The actual workboot is complicated but I can reproduce my error with a simple calculation shown below. No doubt there are simpler ways to program this simple example, but in the actual complicated case using a do loop and appending to a list seems best, so I’d appreciate if someone could help me find my error.
* I’m trying to make c, a list of Arrays of Vectors, from within a do loop over the variable i.

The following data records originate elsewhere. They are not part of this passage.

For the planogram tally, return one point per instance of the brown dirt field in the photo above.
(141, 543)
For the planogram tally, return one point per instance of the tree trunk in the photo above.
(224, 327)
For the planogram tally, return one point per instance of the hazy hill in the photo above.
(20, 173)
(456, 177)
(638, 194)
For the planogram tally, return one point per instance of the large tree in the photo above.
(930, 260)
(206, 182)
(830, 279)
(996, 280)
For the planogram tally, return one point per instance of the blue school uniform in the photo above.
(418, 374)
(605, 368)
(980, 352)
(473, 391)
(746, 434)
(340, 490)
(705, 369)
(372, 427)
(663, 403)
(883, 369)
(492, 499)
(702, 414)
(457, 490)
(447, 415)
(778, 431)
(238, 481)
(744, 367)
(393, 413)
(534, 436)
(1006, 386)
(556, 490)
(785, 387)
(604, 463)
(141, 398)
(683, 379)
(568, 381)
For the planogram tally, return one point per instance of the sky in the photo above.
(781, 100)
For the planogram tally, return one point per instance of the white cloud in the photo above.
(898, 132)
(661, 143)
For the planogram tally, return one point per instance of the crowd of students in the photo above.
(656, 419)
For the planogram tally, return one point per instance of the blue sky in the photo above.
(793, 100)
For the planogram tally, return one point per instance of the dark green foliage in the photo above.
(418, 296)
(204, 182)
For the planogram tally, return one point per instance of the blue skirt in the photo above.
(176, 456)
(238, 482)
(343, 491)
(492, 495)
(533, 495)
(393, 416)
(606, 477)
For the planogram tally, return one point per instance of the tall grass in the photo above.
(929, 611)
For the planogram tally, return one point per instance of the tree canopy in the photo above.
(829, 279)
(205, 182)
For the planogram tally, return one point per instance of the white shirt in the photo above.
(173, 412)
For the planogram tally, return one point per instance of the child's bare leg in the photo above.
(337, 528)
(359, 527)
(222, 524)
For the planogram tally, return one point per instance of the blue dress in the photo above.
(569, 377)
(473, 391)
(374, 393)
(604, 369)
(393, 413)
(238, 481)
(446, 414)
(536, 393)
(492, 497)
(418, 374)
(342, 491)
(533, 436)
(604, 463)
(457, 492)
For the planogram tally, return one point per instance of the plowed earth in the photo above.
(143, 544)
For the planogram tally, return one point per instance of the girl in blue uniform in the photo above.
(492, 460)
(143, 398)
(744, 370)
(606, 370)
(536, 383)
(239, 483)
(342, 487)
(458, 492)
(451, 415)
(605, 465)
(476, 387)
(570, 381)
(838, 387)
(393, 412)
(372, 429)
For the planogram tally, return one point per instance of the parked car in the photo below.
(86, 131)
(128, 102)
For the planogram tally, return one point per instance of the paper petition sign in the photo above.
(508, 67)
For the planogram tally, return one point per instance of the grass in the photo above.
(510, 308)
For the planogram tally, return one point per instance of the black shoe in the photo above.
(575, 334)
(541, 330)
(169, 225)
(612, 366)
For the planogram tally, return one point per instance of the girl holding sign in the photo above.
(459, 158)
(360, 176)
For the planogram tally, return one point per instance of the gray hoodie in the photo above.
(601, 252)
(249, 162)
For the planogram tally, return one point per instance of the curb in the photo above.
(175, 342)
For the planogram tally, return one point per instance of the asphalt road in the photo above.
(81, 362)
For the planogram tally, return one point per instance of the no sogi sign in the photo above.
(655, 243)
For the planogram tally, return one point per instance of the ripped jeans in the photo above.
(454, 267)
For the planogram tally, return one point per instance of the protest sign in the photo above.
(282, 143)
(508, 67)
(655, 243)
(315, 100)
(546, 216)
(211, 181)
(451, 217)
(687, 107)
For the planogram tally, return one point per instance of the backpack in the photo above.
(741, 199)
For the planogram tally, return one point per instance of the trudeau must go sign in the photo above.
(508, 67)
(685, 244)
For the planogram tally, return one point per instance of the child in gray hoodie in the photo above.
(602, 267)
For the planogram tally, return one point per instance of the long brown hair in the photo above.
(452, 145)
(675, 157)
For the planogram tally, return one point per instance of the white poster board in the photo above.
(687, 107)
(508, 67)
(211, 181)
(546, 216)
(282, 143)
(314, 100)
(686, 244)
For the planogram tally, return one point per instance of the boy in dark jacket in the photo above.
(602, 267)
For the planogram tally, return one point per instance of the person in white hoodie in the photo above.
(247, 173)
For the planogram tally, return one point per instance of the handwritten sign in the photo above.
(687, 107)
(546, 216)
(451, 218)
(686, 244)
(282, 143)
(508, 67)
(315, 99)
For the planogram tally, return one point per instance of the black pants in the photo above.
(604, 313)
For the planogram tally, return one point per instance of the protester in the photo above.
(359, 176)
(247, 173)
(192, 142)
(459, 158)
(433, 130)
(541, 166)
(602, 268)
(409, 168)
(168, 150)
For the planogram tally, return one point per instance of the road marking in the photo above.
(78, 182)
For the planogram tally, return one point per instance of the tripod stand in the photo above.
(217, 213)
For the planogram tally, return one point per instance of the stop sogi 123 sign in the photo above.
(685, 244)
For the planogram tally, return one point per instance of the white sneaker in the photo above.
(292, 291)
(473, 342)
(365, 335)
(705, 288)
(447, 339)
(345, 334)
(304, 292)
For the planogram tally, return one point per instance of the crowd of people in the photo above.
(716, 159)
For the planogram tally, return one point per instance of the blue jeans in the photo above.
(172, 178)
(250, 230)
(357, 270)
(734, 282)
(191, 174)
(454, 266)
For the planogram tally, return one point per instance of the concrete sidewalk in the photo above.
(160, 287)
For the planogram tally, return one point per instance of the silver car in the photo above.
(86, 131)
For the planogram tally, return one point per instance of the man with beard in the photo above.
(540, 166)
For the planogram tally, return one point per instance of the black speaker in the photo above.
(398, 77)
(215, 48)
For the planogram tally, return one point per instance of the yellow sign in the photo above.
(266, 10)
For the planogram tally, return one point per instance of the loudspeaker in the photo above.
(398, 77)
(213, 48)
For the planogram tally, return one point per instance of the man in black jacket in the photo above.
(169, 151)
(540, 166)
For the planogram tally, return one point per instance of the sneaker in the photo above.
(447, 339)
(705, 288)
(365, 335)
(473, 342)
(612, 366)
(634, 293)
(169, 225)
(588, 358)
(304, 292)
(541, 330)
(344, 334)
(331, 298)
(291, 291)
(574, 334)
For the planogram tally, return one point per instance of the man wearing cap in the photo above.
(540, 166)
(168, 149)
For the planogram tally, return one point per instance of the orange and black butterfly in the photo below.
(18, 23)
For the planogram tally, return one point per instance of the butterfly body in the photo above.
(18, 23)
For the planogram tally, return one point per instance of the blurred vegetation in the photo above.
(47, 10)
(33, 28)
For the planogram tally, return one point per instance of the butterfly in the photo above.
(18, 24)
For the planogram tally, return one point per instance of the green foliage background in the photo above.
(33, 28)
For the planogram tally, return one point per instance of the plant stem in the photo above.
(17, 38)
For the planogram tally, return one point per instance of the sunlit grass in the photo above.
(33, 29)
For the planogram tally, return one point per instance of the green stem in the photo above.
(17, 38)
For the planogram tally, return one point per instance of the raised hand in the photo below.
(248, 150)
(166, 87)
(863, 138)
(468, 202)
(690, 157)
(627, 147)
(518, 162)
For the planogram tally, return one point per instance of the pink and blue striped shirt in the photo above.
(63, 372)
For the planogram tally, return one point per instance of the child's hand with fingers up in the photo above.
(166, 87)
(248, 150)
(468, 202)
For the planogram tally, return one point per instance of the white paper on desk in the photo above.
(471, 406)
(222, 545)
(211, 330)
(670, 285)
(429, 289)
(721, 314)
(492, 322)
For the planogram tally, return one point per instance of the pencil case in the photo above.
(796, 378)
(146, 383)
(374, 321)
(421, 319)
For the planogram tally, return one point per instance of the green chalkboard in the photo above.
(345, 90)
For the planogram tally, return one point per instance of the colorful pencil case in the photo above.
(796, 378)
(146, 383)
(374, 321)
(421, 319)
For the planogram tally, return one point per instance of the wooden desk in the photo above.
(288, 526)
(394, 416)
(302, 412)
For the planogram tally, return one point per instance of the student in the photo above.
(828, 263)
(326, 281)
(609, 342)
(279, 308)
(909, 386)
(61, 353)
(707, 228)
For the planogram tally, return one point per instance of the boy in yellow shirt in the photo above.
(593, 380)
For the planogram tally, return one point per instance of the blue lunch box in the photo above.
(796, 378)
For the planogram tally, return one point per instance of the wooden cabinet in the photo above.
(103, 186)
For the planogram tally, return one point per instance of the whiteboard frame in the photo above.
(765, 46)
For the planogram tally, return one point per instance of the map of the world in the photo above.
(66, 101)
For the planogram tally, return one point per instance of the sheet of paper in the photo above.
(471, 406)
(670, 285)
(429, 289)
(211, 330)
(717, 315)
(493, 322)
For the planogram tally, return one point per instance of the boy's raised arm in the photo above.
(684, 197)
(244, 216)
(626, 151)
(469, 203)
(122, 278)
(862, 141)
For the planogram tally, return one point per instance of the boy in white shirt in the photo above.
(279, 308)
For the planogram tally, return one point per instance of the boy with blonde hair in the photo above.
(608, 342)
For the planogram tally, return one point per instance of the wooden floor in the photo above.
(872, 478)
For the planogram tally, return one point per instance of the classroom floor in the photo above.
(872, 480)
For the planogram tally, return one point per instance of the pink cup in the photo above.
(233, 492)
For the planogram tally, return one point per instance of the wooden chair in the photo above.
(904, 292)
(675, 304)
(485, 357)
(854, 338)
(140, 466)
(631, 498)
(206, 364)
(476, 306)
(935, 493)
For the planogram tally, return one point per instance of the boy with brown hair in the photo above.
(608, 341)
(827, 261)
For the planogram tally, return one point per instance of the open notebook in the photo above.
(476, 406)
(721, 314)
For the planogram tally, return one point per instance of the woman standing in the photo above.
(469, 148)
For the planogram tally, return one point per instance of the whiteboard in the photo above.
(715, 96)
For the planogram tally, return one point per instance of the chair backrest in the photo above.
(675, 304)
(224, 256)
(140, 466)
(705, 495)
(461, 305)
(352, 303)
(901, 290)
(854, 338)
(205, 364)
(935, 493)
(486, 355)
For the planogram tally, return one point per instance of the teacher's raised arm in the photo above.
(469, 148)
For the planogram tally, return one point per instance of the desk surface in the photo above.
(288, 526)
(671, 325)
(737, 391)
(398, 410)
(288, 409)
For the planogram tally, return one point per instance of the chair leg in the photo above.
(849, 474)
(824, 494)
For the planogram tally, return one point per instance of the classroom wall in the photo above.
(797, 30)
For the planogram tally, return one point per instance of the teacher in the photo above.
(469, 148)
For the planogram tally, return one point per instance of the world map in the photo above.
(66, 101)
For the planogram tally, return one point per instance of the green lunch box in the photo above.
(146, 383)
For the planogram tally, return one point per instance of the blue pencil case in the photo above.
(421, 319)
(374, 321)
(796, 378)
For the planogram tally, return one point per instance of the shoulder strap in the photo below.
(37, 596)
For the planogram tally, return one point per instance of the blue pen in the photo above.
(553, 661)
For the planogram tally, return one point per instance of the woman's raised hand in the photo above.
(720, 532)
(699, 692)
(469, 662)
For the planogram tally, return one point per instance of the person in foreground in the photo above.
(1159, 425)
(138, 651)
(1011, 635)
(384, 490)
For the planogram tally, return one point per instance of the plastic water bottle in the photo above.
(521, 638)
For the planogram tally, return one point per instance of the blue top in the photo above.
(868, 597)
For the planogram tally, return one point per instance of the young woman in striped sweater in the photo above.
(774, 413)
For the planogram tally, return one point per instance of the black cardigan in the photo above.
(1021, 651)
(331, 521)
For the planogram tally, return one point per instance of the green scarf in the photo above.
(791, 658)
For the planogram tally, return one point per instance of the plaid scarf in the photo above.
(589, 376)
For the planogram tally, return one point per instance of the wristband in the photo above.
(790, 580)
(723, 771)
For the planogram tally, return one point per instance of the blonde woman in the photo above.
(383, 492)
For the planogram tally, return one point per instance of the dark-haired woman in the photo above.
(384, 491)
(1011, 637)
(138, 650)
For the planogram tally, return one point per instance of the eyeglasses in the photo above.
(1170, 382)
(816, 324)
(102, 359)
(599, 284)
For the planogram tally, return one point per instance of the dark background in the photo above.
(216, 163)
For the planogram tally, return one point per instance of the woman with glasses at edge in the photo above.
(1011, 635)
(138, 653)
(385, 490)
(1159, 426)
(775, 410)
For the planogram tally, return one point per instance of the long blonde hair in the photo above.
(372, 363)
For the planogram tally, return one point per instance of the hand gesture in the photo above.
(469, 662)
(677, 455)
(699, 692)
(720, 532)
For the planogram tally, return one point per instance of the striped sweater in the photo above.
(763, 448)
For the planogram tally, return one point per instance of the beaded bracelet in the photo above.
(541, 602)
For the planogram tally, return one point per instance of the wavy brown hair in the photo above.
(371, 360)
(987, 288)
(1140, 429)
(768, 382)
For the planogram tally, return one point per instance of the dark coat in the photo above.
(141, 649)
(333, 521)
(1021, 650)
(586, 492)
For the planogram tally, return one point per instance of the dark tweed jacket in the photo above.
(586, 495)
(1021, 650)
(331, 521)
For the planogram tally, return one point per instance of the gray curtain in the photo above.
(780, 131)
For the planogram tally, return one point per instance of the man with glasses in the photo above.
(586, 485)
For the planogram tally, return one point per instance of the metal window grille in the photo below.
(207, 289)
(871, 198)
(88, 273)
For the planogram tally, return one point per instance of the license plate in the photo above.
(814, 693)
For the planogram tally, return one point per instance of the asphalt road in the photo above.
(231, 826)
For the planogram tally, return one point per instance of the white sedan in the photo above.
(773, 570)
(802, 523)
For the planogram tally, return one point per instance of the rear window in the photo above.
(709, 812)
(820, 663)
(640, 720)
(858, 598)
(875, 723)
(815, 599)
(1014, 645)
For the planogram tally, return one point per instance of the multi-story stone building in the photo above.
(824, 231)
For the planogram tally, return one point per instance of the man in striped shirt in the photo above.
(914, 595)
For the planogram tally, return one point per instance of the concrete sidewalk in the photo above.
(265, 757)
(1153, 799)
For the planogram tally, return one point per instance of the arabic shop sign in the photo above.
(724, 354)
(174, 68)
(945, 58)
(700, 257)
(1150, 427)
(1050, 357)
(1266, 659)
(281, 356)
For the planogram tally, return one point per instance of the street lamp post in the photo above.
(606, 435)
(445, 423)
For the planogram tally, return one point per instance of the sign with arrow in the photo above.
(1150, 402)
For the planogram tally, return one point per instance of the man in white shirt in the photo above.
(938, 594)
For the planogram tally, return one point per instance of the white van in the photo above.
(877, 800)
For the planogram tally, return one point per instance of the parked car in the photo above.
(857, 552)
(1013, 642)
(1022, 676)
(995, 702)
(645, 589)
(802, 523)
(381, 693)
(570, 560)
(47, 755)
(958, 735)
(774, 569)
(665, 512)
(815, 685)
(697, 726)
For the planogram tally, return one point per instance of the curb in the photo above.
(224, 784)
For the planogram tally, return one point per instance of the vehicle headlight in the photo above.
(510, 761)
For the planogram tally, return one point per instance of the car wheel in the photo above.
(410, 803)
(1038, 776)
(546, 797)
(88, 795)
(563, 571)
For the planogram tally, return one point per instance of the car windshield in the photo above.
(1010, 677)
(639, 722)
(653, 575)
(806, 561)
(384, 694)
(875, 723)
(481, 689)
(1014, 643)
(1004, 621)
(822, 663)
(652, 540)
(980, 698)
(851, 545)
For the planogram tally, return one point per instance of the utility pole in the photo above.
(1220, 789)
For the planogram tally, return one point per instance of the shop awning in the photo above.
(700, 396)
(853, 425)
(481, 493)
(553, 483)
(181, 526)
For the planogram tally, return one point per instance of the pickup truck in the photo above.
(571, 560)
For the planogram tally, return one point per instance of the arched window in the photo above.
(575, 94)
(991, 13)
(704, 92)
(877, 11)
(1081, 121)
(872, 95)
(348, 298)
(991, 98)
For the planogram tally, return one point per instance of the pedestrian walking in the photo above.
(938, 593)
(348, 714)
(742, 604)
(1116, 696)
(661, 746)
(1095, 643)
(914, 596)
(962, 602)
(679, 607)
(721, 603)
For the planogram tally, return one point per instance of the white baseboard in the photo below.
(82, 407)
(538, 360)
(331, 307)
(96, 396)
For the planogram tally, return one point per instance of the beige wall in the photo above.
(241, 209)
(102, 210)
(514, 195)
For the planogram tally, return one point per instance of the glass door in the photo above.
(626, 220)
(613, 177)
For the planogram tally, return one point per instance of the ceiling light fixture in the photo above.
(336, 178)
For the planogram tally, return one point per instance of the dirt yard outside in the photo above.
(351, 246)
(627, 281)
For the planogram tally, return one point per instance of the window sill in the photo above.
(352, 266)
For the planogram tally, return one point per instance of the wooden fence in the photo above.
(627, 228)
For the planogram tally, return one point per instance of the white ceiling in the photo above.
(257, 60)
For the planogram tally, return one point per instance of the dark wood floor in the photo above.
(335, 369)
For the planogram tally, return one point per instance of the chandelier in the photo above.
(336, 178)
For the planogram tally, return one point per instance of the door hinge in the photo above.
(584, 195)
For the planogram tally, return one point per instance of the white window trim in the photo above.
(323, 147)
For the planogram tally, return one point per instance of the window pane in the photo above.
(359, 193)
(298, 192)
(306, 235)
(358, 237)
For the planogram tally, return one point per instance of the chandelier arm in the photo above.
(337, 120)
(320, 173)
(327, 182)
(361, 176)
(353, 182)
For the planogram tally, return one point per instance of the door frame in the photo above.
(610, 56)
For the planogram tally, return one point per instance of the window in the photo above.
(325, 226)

* I calculate a Vector R for each value of i, and I want to append the current value of R to a list nmaed c. Evidently I’m appending the symbol R, because every way I do it, all members of c are equal to the latest value of R. I’ve tried eval, evalm(out of desperation...evalm is really for linalg, right?), value,...no success
with(LinearAlgebra): R:=Array(1..6); R[1]:=Vector([1,1,1]); R[2]:=Vector([2,2,2]); c:=[]; for i from 1 by 1 to 4 do for j from 3 by 1 to 6 do R[j]:=R[j-1]+Vector([i,i,i]); end do; c:=[op(c),eval(R)]; end do;
p.s. In the windows version is there a way to set a preference for making only the enter key start evaluation, not the return key. The is a way on the MAC version, but I haven’t found it on the windows versin.
I am using Maple release 5 and have no problems. I see that the syntax in Maple 6 is different. I am surprise to see Capital letters at the starting of some instructions (like Array or Vector) that is the typical style of Mathematica.
Here is the example you just wrote down:
c := []; c := [] for i from 1 by 1 to 4 do for j from 3 by 1 to 6 do R[j]:= R[j-1]+vector([i,i,i]): od: c := [op(c),evalm(R[i])]: od: c; [[1, 1, 1], [2, 2, 2], [5, 5, 5], [10, 10, 10]]
I believe this is what you should get, shouldn’t it?.